Filet Mignon vs. Ribeye: Cooking, Taste, and Nutrition Differences Explained

Grilled steak on white plate

Filet Mignon vs. Ribeye: Cooking, Taste, and Nutrition Differences Explained

Are you wondering what the difference between filet mignon and ribeye is? If you are searching for the perfect steak, it can feel overwhelming with all of the choices. Nothing quite beats walking into your favorite restaurant and eating a delicious juicy steak. However, did you know you can still produce the same savoriness you get at a restaurant at your dinner table? So many people have the questions:

  • What are the differences between the cuts of meat I see in the supermarket? 
  • How do I cook them? 
  • Will I receive a juicy and tender steak, or will it be chewy? 

Two of the most popular cuts of beef are filet mignon and ribeye.
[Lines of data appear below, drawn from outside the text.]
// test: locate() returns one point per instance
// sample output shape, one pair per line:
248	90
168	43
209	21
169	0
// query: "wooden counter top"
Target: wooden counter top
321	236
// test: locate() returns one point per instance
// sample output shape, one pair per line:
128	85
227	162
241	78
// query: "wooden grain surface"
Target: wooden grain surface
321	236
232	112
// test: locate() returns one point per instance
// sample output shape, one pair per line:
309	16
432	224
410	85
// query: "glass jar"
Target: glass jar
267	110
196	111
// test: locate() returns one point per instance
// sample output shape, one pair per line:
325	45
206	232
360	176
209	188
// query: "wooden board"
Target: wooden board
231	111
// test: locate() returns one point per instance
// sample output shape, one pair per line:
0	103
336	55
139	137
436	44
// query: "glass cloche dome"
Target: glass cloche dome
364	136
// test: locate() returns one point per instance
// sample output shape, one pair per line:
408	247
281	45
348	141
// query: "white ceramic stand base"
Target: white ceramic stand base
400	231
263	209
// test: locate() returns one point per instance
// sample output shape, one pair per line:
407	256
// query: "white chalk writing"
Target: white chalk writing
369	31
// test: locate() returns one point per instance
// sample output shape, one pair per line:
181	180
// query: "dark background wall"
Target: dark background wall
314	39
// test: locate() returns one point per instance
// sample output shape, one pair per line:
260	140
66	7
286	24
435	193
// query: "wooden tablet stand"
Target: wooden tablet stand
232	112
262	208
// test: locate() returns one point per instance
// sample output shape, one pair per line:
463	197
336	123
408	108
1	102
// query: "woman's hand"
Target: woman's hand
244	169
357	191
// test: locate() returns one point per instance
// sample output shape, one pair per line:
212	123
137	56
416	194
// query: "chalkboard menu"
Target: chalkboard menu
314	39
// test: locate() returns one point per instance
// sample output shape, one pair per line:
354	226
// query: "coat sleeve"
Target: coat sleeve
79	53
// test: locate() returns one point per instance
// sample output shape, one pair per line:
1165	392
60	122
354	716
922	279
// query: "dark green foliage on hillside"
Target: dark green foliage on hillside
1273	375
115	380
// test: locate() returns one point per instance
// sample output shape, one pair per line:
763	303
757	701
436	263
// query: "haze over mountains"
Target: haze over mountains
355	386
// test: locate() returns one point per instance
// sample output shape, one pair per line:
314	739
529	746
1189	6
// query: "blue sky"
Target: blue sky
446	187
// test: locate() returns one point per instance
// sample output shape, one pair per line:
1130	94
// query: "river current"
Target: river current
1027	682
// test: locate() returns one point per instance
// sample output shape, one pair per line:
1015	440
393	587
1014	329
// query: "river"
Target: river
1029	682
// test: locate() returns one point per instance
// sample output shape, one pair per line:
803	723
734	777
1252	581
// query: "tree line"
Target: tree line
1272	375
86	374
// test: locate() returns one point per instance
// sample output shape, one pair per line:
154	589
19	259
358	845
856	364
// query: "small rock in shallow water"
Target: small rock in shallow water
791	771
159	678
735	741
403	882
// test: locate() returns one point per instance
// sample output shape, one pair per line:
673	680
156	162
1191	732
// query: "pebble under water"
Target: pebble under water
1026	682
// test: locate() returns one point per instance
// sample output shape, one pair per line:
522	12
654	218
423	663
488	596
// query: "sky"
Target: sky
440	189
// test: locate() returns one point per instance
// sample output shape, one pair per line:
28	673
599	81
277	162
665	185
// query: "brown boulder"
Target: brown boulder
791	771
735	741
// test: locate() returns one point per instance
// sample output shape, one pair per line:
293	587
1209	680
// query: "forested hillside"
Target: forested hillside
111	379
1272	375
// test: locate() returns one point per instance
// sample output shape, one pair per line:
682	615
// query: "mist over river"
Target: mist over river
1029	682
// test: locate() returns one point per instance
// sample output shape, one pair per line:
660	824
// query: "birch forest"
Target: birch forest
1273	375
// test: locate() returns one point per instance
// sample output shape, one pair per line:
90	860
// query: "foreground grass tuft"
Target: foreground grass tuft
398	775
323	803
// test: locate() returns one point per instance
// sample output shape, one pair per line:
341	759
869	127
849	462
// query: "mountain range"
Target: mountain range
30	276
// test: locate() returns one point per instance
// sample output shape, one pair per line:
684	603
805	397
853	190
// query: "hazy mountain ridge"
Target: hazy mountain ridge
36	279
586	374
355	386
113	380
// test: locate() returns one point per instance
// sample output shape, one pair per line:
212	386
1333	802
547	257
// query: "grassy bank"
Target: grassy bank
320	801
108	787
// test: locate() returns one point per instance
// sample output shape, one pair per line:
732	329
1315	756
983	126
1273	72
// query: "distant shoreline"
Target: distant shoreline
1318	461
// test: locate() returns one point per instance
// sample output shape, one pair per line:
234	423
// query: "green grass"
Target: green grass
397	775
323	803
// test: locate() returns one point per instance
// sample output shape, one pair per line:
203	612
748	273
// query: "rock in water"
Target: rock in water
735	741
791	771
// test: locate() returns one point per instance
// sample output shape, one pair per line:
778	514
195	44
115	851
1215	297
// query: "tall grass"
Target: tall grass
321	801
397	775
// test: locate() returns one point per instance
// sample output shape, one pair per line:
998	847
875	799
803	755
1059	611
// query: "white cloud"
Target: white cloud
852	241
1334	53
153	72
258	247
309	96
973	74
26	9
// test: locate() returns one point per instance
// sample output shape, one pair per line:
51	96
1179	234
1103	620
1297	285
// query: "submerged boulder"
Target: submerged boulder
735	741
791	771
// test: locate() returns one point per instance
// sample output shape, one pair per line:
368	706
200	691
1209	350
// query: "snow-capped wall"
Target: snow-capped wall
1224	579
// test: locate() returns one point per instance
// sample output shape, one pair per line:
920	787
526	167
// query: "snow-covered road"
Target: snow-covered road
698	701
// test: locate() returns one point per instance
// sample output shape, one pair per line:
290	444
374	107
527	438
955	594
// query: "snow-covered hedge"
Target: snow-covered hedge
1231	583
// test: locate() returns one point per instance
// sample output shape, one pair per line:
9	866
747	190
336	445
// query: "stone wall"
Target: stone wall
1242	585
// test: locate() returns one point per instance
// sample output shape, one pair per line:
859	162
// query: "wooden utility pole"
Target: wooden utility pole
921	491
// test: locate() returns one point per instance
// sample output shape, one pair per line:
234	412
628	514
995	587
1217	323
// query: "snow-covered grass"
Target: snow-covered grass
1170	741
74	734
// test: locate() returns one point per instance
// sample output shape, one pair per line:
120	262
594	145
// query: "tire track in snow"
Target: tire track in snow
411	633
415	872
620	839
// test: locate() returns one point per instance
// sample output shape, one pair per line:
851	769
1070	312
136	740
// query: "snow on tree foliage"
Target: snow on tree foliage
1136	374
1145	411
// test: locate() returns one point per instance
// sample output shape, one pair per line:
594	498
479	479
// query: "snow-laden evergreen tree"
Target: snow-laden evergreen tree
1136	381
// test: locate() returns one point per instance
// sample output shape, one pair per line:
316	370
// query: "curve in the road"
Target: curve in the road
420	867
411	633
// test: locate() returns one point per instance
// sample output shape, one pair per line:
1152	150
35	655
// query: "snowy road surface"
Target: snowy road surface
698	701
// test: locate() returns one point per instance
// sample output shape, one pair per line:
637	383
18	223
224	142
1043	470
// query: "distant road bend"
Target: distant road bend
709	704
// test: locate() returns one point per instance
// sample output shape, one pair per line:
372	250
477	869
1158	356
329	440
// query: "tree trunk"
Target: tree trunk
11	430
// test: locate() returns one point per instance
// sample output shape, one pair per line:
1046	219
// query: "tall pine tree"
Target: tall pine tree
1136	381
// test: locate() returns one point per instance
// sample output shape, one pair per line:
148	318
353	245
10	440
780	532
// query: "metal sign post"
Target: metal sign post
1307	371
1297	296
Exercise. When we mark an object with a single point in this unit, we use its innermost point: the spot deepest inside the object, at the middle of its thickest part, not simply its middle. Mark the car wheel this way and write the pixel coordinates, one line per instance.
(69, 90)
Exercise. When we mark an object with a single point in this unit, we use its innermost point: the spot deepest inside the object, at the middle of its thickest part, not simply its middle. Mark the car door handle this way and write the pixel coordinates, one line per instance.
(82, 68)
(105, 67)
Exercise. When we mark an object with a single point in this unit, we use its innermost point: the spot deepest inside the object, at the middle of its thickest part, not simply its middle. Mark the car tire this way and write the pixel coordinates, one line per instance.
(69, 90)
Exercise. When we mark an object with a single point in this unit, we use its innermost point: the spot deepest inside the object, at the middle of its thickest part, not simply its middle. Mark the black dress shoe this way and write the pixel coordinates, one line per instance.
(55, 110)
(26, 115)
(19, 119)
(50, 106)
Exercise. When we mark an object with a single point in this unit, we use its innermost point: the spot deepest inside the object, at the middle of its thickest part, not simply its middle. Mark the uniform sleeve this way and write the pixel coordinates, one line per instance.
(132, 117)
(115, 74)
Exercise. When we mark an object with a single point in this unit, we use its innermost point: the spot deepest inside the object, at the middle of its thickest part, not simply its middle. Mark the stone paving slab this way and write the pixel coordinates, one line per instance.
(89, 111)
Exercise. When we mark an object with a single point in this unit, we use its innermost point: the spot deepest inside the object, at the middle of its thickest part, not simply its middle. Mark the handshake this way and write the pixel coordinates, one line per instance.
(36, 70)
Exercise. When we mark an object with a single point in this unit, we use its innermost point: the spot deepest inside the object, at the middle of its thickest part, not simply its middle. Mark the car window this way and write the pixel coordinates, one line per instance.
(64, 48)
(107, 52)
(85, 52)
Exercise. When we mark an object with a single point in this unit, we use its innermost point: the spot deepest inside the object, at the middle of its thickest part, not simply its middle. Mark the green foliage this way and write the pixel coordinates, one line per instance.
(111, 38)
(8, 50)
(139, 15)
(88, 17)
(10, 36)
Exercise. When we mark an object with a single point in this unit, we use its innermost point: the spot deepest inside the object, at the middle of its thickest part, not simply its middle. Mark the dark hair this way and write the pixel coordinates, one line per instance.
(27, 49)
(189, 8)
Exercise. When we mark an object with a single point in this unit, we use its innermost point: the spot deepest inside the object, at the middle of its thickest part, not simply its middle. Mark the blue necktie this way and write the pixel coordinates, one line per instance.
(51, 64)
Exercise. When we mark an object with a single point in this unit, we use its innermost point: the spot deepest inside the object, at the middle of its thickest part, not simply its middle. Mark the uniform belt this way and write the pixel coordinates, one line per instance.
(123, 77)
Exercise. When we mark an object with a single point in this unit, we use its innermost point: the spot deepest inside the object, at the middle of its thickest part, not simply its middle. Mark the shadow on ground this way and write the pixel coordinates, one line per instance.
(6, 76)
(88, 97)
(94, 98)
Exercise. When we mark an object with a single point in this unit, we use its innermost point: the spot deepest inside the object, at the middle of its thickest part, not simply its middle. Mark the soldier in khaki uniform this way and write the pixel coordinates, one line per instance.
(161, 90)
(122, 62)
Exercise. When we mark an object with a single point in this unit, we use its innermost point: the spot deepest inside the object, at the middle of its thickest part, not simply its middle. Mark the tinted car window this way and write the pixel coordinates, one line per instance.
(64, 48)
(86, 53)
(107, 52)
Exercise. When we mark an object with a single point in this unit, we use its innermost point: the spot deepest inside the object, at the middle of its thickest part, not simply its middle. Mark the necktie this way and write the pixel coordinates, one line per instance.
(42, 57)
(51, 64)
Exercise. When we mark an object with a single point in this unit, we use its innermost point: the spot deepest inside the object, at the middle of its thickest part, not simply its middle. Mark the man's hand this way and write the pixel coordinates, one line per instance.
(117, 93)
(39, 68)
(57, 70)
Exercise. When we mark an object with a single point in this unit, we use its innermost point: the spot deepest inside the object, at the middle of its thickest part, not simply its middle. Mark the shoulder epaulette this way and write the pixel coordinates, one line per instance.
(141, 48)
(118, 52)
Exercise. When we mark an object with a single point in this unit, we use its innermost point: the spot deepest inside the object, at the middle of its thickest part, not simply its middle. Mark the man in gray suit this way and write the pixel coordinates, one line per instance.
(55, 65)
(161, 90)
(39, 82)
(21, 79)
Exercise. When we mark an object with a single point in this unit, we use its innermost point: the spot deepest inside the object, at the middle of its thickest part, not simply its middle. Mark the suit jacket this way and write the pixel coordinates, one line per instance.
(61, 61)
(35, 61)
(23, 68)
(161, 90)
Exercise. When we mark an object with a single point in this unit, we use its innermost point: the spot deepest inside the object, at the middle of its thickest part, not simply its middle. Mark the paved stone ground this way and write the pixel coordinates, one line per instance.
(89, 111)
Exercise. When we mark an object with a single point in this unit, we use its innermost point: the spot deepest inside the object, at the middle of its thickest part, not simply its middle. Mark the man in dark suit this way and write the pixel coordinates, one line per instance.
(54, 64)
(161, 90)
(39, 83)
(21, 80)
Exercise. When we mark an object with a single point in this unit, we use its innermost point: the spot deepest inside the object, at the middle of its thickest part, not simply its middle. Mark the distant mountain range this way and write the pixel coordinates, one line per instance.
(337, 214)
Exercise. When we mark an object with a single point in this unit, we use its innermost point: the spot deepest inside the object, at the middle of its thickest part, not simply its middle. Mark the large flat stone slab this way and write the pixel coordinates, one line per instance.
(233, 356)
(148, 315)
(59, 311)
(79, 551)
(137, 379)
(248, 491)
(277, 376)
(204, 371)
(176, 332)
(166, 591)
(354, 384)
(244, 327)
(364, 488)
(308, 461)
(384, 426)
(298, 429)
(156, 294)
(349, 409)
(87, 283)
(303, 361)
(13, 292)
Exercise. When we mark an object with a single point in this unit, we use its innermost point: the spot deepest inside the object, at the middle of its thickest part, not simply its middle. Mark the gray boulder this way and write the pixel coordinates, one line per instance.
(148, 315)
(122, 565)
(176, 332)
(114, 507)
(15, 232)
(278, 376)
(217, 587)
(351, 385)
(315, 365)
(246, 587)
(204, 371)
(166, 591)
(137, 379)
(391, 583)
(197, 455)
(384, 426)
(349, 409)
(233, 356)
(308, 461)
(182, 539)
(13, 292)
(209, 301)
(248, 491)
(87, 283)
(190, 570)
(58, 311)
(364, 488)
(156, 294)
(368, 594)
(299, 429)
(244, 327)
This post will discuss the differences between the two. Both of these are delectable, juicy cuts of meat, but there are a few key differences.

Filet Mignon vs. Ribeye: What Is the Difference?

Filet mignon and ribeye are both premium cuts of steak, but they differ significantly in size, texture, and flavor. Filet mignon is a smaller, rounded cut with a lean and tender texture, owing to its minimal fat content that appears as thin, delicate lines throughout the meat. On the other hand, ribeye is a larger, more robust cut with a rich, juicy taste due to its high-fat levels and thick, well-defined marbling. While both steaks offer a tender eating experience, filet mignon is renowned for its melt-in-your-mouth softness, whereas ribeye delivers a more flavorful and succulent bite.

Filet Mignon vs. Ribeye Nutrition: Calories, Fat, and Protein In Each

Filet Mignon vs Ribeye Nutrition
All values from the USDA. Note that the standard serving size is higher for ribeye versus filet mignon.


Ribeyes generally have more fat and saturated fat per serving when compared to filet mignons. The serving size for both steaks comes from the USDA and is about 10 ounces and 5.4 per filet mignon. While ribeyes generally are a cut with more fat, the serving size of steaks in either ribeye or filet mignon will be the largest factor in determining calories.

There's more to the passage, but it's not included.